At another homestead, a grandmother tells me
Our children go to a boarding primary school some four hours away by 4×4 over rough roads. A mobile clinic stops once a week. But our all night traditional dancing for healing is our real hospital. You’ll notice that we keep dogs here in the village, yes, to alert us when the lions come, but also so that when the lions do come, they might drag away the dogs and not our children.
That night the lions came, circling us with mutters and roars, transporting us to a time when we all lived a sleepless, hard scrabble story. In the darkness, the drumming and dancing at the village fire and the barking dogs held the big cats at bay. But the healing of this village is still awaited.
*According to Penelope Bodry-Sanders, in 1909, a £50 hunting license in the East Africa Protectorate entitled its purchaser to kill 2 buffaloes, 2 hippos, 1 eland, 22 zebras, 6 oryxes, 4 waterbucks, 1 Greater Kudu, 4 Lesser Kudus, 10 topis, 26 hartebeests, 229 other antelope, 84 colobus monkeys, and unlimited lions and leopards. (lions and leopards killed livestock and were classified as vermin.)
LP Penner says
This is a finely & movingly written post, Jonathon. It makes me want to weep for the all the dislocation which our Western/Northern overly consumptive way of living, including the need for digital & literal trophies, contribute to creating situations such as you describe in the Botswana Okavango Delta.My heart aches as I think of that drumming for healing which continues night after night. Leona
greg hartman says
Thanks, Jonathan, for another educational experience. As usual, the white man knew nothing of this. My safari was to Tanzania. Any idea if things are as bad there.
Greg
Jonathan Larson says
Hello, Greg! Yes, the group most affected by the Serengeti and Ngorongoro parks was the Maasai. Their pastoral life was upended when they could no longer access traditional grazing areas. The chronicler of this story is Mark Dowie.
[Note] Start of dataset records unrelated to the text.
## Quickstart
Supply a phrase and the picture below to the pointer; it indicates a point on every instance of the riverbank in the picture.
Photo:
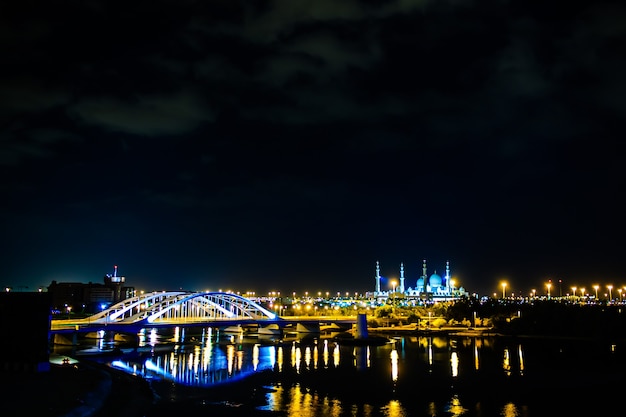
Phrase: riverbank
(82, 388)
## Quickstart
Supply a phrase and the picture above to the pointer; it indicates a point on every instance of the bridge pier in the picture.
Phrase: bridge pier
(271, 329)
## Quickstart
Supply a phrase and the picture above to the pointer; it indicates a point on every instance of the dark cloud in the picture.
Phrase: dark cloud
(304, 140)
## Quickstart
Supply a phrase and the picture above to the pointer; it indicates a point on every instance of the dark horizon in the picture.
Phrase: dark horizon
(285, 145)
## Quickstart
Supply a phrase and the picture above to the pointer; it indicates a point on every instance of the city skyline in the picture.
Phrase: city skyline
(279, 144)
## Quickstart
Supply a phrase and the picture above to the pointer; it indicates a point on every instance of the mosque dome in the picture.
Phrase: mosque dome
(435, 280)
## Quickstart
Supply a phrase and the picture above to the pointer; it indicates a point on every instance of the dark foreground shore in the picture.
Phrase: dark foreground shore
(90, 389)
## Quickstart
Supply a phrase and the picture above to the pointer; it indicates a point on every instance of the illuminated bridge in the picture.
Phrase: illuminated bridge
(182, 308)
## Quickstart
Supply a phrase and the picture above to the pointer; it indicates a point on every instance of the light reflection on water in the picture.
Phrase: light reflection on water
(412, 375)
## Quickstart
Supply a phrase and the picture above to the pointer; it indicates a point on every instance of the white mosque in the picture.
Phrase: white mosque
(427, 288)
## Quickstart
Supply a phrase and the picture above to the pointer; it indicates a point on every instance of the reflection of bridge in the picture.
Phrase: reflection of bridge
(182, 308)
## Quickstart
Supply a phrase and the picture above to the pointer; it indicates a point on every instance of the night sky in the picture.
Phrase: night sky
(289, 145)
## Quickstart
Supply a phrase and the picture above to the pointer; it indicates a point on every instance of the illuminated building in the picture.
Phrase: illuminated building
(428, 288)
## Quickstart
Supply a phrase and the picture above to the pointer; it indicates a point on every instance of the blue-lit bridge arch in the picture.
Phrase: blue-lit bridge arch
(176, 306)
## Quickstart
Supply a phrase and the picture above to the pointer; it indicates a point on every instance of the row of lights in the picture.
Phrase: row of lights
(596, 287)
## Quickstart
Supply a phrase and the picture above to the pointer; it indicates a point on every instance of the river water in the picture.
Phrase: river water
(411, 375)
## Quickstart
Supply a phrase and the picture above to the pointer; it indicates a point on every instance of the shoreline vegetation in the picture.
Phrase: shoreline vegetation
(85, 388)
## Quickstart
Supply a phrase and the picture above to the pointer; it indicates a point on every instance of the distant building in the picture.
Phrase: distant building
(91, 297)
(427, 288)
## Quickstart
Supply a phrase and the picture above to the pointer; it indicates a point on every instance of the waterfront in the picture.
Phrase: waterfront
(412, 375)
Dowie, Mark 2009 Conservation Refugees: The Hundred-Year Conflict between Global Conservation and Native Peoples. London: The MIT Press.
Harry Dyck says
My dear Birthday Friend ( which friendship in your absence remains a treasured memory) your capacity to be a both journalist and interpreter of the scenes before you makes you a class act all your own. The question that haunts me is “when will the initial occupants of a specific plot have the voice to command incoming interlopers to Migrate away from my/our turf? Sadly wealth and arms dictate residence and all things related to it.
Kathleen Kennel says
Jonathan, thank you for this education. Kathleen Kennel”Live simply. Love generously. Care deeply. Speak kindly. Leave the rest to God.”
Mike Klaus says
Thanks again, J.P., for these pieces I so look forward to. And for the Ngorongoro memory jog, where the welder at the bush garage assured us, without hesitation, that his speedy repair of the 403’s leaf spring would get us, “even to Nairobi.” And it did indeed.
Jonathan Larson says
What is even more mysterious – the welder’s garage was a stone’s throw from the point of our breakdown. In a location where there was hardly any other sign of human presence. It will make your eyes begin to water!